Remington was a descendant of famed American painter Frederic Remington (1861-1909), who was renowned for his portrayals of the American West.
As a teenager Remington began taking art classes, eventually moving to California to study at the San Fransisco Art Institute, where she studied under Clyfford Still. Upon graduating with a BFA in 1955, Remington was closely associated with the Bay Area Beat scene of the 50's.
Along with five other poets and painters, she started the legendary Gallery Six in San Francisco. The gallery was a trailblazing public manifestation of the Beat Generation movement, and lives on in American history as the gallery where Beatnik icon and writer Allen Ginsberg debuted his legendary poem "Howl" in 1955.
Post-graduation Remington travelled through Asia for a few years where she studied calligraphy and ink wash painting techniques while acting in B-movies on the side.
During the 1960's and 70's Remington developed her unique visual style and created many of her best known works. Like many artists embracing abstraction at the time, Remington eschewed traditional subject matters and iconography. Instead, she developed her own hard-edge visual language using machine-like precision in her execution.

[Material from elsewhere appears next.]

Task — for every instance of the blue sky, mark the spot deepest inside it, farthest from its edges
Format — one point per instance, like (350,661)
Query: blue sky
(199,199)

This lithograph encapsulates Remington's practice, containing many of her visual signatures. Like the best of her works, this lithograph features a dark background with an abstract shape containing near-bilateral symmetry in the centre. At the heart of the shape is a glowing red oval, one of Remington's most frequently employed shapes. The vibrant oval is ensconced within, or framed by, flaming orange outlines and a blue hard-edge shapes.
While Remington has a broader palette than Louise Nevelson and Lee Bontecou, she shares a certain aesthetic sensibility with both artists. All three artists presented forms and textures that seemed otherworldly, sculptural and void of any "feminine" characteristics.
Remington often created dark green backgrounds with abstracted shapes completed in vibrant hues of red, blue, and orange. The fields of color are expertly executed gradients, another trademark of Remington's. The dark background graduates vertically from charcoal to forest green; while the oval shifts in tone from dark garnet into flaming ruby. Ensconcing the oval are the blue shapes which mirror the same tonal shift, but instead shift from cobalt into bright sapphire.
This work from Remington's most renowned era showcases her singular, kaleidoscopic vision.
To read more about Remington's development and style as an artist check out this Art Forum article here.
Remington's works can be found within the permanent collections of many of the most prestigious art institutions in the world including; the Metropolitan Museum of Art (NY), the Pompidou Centre (Paris), the Museum of Modern Art (MoMa), the Whitney Museum (NY), and the Smithsonian (NY).